Approximately 200 San Marcos volunteers came together March 2 to participate in the annual Great Texas River Cleanup.

Melanie Howard, watershed project manager for the City of San Marcos, said the number of volunteers was up by about 50 from last year.

Volunteers worked in groups at four locations, including tributaries of the San Marcos River. Among the volunteers, Howard said there were 40 canoeists that traveled as far downstream as Shady Grove.

The majority of the litter was picked up prior to the day of the cleanup by the city-hired contractor, Pristine Texas Rivers, Howard said. She said the contractor works year-round cleaning the river and is paid through the city's Habitat Conservation Plan funds.

Howard's HCP intern, Nick Lawrie, scoured the cleanup sites, mapping them before the day of the cleanup.

Eight volunteers joined Lawrie and fellow intern Ross Phillips at a tributary of the San Marcos River on gated property on the north side of I-35. The cleanup on the tributary mostly consisted of material that will be recycled, including plastic bags, plastic bottles and aluminum cans.

Lawrie said the high winds during the days preceding the cleanup contributed to more debris to pick up.

Volunteer Maria Chavez, a junior at Texas State University majoring in biology, said she had difficulty picking up plastic bags during the cleanup.

"It was so hard to get those things off the trees," Chavez said. "It was like incorporated [into the trees]."

Austin Bryan, a junior at San Marcos High School, volunteered for the cleanup through Junior Statesmen of America and said doing so gave him a new perspective on how the river is maintained. He said he already knew the river was cleaned on a regular basis.

"But then through doing this, I saw that real people had to go out and do it, and it wasn't just magically cleaned by the river fairies," Bryan said.

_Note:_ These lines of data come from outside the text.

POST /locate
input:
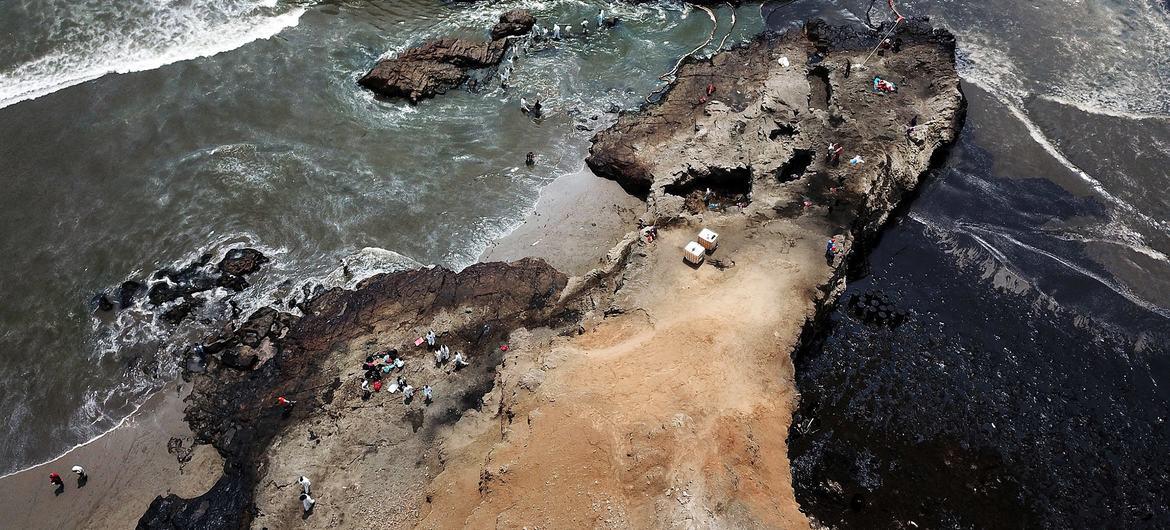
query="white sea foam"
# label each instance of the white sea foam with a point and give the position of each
(89, 40)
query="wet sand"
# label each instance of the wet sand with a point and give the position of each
(578, 218)
(130, 465)
(128, 468)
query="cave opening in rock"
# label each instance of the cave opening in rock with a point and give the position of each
(820, 90)
(783, 130)
(796, 165)
(715, 190)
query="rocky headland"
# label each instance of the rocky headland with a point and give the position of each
(441, 64)
(645, 393)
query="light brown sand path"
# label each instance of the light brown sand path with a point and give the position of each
(128, 468)
(670, 415)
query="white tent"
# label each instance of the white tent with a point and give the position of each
(708, 239)
(694, 253)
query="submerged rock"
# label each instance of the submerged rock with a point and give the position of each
(126, 293)
(441, 64)
(241, 261)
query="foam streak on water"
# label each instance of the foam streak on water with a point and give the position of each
(88, 40)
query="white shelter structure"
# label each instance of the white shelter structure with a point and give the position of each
(694, 253)
(708, 239)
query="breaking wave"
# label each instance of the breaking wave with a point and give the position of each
(83, 41)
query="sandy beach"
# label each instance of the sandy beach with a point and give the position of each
(576, 221)
(150, 454)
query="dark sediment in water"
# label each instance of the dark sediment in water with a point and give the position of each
(985, 407)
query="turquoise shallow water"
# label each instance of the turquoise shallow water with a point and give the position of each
(111, 173)
(126, 149)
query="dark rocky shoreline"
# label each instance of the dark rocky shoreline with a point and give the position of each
(239, 374)
(441, 64)
(232, 405)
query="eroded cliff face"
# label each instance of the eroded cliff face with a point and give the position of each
(742, 123)
(646, 393)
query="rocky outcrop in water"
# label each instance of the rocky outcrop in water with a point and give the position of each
(441, 64)
(551, 413)
(765, 130)
(169, 284)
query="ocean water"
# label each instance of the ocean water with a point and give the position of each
(1030, 377)
(140, 135)
(1029, 385)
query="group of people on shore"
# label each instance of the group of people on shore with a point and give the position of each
(379, 367)
(59, 484)
(541, 34)
(561, 31)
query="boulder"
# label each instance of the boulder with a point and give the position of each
(242, 261)
(126, 293)
(441, 64)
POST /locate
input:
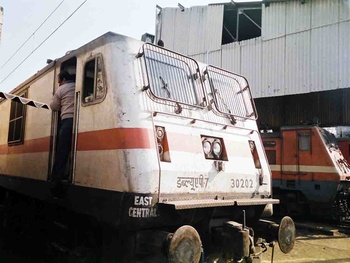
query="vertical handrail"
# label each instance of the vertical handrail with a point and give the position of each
(75, 134)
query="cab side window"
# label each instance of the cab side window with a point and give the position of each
(94, 87)
(17, 122)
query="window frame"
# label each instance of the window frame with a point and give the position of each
(95, 100)
(302, 137)
(20, 140)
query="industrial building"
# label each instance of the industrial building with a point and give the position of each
(294, 53)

This is Howard's 17th year participating in the Great River Clean Up, which she said has been held for more than a quarter century.

Typically held twice a year, once in the spring and once in the summer, the March 2 cleanup will be the only one taking place this year. In place of a second river cleanup later in 2013, Howard said there will be a "community day" involving the HCP. The community day is still in the planning phase.

"We're going to put our thinking caps on and redo the community cleanup in the fall," she said.